The report points out the development of a well-analyzed long-term plan, the Medium and Long Term Railway Plan strongly supported by government, provides a clear framework for development of the system, China Economic Net reported.
“China has built the largest high-speed rail network in the world. The impacts go well beyond the railway sector and include changed patterns of urban development, increases in tourism, and promotion of regional economic growth,” said Martin Raiser, World Bank director of China.
Since 2008 China has put into operation over 25,000 kilometers (km) of dedicated high-speed railway (HSR) lines, far more than the total high-speed lines operating in the rest of the world. By 2017, China Rail High speed (CRH) services had increased to over 1 billion train-km per year, almost all of which was on dedicated lines with a maximum design speed of 250 kph or more.
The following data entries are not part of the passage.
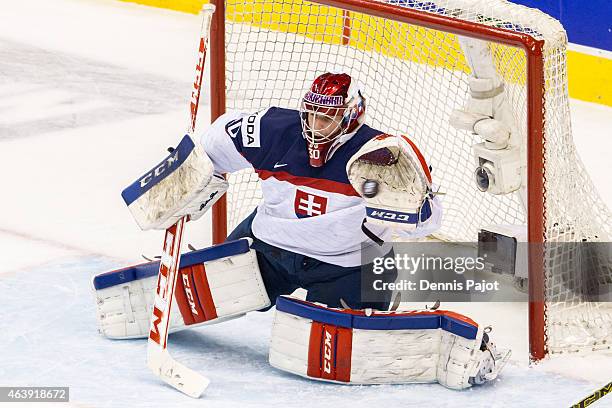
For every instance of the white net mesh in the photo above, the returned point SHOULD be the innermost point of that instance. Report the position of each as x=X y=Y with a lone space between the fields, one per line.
x=413 y=78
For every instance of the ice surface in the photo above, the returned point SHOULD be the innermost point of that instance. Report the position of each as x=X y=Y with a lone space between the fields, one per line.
x=91 y=93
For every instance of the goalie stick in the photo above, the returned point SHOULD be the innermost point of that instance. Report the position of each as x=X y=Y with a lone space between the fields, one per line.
x=159 y=359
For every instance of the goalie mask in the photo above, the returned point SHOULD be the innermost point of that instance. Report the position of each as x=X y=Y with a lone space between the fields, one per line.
x=332 y=108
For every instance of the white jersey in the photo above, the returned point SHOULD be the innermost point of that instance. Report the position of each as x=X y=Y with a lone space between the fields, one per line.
x=313 y=211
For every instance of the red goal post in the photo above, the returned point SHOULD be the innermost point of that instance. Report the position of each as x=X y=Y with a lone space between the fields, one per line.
x=412 y=13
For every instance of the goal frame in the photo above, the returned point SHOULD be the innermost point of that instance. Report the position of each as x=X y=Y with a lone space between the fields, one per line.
x=533 y=49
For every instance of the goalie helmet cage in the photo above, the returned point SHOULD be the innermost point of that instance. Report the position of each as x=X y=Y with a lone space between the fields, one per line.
x=407 y=56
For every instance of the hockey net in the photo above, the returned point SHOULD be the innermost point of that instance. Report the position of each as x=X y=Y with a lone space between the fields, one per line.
x=407 y=56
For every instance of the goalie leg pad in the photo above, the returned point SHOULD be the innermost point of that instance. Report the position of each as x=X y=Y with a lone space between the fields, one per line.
x=215 y=284
x=371 y=347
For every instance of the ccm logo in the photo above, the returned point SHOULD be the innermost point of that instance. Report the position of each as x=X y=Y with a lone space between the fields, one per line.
x=250 y=133
x=189 y=294
x=390 y=216
x=156 y=172
x=327 y=352
x=251 y=129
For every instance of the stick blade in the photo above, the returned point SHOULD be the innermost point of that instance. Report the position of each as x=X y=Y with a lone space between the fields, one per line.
x=174 y=373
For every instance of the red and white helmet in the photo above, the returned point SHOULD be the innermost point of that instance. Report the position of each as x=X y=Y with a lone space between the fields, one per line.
x=331 y=108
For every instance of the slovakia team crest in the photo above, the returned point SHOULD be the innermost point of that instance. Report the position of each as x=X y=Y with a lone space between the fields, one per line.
x=308 y=204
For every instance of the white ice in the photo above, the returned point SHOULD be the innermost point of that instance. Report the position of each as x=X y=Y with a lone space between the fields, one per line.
x=91 y=93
For example, the intercity railway between Beijing and Tianjin has a daily service frequency of 100 pairs currently, with service intervals of under 10 minutes at peak times. Long-distance lines like the Beijing–Shanghai line connects 11 cities over 1,318 km have 248 pairs of trains running on all or part of the line every day.
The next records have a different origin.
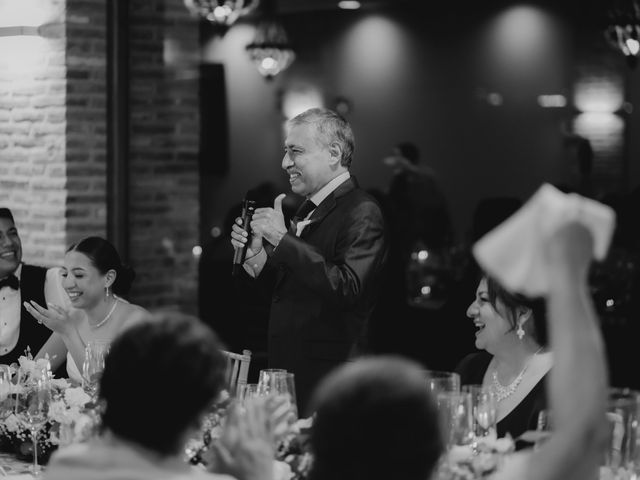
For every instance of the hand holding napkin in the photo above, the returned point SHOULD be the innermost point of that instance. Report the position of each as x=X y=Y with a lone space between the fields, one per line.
x=512 y=252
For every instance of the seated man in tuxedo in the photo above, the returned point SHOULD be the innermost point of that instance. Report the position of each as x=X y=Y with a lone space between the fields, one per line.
x=20 y=283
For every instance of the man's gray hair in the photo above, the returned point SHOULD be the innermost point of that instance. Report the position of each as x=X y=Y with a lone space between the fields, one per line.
x=332 y=128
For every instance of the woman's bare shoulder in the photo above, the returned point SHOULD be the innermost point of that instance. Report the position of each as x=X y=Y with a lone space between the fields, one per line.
x=134 y=314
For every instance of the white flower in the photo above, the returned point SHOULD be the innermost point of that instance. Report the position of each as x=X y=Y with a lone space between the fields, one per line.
x=58 y=411
x=282 y=470
x=12 y=424
x=76 y=397
x=223 y=396
x=60 y=383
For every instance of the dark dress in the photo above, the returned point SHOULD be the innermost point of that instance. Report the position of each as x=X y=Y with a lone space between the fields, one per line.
x=524 y=416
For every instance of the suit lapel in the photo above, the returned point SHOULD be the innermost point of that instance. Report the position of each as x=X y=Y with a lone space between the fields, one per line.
x=327 y=205
x=318 y=215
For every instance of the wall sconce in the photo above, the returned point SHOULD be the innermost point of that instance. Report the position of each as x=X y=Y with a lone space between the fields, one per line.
x=46 y=30
x=18 y=31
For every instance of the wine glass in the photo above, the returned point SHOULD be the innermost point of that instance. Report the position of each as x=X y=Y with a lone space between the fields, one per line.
x=441 y=381
x=6 y=389
x=289 y=389
x=456 y=417
x=32 y=407
x=95 y=354
x=485 y=410
x=246 y=392
x=269 y=380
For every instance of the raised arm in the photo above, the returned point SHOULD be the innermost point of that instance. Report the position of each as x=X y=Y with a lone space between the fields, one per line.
x=578 y=381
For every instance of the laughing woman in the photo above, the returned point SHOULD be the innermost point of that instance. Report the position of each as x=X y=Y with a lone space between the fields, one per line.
x=94 y=278
x=512 y=333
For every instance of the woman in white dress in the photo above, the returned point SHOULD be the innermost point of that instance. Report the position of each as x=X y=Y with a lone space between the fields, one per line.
x=93 y=277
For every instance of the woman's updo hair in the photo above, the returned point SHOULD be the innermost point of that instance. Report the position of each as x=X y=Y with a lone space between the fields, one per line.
x=105 y=257
x=513 y=303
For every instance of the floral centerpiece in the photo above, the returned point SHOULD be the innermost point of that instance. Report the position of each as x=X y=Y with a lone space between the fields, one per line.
x=477 y=461
x=292 y=457
x=71 y=416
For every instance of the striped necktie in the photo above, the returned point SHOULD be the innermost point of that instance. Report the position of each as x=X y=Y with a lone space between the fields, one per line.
x=302 y=212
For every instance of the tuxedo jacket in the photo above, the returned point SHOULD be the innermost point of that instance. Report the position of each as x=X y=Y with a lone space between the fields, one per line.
x=32 y=334
x=326 y=285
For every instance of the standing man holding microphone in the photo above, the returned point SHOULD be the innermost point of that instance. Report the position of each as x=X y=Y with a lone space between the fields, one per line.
x=327 y=263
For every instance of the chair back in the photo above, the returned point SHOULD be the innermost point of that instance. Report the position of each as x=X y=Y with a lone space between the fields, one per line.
x=237 y=369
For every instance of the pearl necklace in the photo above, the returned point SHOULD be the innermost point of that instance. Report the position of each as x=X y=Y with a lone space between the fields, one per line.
x=502 y=391
x=104 y=320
In China, high-speed rail service is competitive with road and air transport for distances of up to about 1,200 km. On a purchasing power parity basis, Chinese fares are about one-fourth the base fares in other countries, because the average cost of HSR lines (including signaling, electrification, and facilities) are at least 40 percent cheaper than construction costs in Europe, the report said.
The economic rate of return of the network as it was in 2015 is estimated at 8 percent, well above the opportunity cost of capital adopted in China and most other countries for such major long-term infrastructure investments.
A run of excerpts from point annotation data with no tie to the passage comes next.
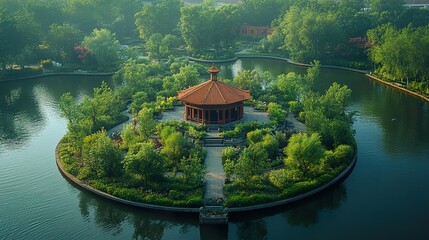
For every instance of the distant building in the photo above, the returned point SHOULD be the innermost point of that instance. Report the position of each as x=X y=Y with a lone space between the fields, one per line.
x=213 y=101
x=247 y=30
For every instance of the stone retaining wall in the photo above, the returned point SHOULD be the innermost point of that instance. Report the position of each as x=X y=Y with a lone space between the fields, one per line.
x=343 y=174
x=72 y=178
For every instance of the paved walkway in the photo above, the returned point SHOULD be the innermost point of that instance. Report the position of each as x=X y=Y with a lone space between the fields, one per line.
x=294 y=124
x=215 y=176
x=119 y=127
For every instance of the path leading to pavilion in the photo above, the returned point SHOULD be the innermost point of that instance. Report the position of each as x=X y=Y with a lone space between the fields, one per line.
x=215 y=176
x=119 y=127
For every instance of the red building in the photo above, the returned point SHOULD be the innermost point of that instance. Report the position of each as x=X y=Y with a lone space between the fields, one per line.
x=213 y=101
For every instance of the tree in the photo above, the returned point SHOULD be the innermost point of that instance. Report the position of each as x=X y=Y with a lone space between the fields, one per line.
x=261 y=12
x=101 y=156
x=186 y=77
x=250 y=80
x=309 y=34
x=385 y=11
x=195 y=25
x=103 y=46
x=304 y=152
x=146 y=121
x=192 y=169
x=63 y=38
x=144 y=161
x=162 y=18
x=253 y=161
x=398 y=51
x=327 y=115
x=159 y=46
x=103 y=108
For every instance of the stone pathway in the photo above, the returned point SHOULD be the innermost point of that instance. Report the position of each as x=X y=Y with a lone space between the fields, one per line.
x=215 y=176
x=121 y=126
x=294 y=124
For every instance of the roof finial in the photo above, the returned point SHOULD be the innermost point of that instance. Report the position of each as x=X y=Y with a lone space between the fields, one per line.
x=213 y=72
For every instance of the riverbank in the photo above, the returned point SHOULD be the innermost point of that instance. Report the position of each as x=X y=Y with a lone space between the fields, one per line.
x=365 y=72
x=398 y=87
x=87 y=187
x=57 y=74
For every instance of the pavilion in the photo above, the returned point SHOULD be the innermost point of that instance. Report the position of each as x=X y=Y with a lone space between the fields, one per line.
x=213 y=101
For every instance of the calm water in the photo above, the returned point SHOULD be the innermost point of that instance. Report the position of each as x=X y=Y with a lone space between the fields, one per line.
x=386 y=196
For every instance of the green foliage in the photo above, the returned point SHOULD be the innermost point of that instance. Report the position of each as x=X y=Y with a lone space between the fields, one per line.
x=63 y=38
x=201 y=25
x=103 y=47
x=308 y=33
x=241 y=129
x=276 y=113
x=304 y=153
x=159 y=18
x=399 y=52
x=327 y=115
x=144 y=160
x=100 y=156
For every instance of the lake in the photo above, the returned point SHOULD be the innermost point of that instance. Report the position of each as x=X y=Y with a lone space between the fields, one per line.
x=385 y=197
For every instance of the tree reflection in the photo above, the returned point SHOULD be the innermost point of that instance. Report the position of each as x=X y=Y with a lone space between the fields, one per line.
x=106 y=215
x=403 y=119
x=146 y=228
x=20 y=115
x=307 y=213
x=148 y=224
x=252 y=229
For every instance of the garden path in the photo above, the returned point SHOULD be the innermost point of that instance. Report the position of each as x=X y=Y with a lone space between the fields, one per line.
x=215 y=176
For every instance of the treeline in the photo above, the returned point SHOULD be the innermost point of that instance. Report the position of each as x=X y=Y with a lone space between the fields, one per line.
x=147 y=161
x=352 y=33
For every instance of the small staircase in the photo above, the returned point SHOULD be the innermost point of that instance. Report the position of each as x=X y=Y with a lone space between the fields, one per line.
x=213 y=142
x=213 y=215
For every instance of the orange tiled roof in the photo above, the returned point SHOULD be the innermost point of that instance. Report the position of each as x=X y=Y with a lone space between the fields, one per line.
x=213 y=92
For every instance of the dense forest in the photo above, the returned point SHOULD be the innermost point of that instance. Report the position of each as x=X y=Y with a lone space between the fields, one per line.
x=162 y=162
x=381 y=35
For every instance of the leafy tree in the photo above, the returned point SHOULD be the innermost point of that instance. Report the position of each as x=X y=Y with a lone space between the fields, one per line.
x=309 y=33
x=327 y=115
x=63 y=38
x=253 y=161
x=135 y=77
x=385 y=10
x=261 y=12
x=195 y=25
x=103 y=46
x=144 y=161
x=304 y=153
x=101 y=156
x=186 y=77
x=192 y=169
x=162 y=18
x=146 y=121
x=103 y=108
x=159 y=46
x=399 y=51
Regarding railway risk control, Chinese HSR focuses on safety throughout the entire life cycle, combining technical solutions in the design phase, project quality in the construction phase and inspection and maintenance in the operation phase.
Its emissions are about one-third to one-half those of aircraft. The estimated net effect was a small reduction of about 2 percent in CO2 emissions if the HSR network were not there.
“Large numbers of people are now able to travel more easily and reliably than ever before, and the network has laid the groundwork for future reductions in greenhouse gas emissions,” Raiser said.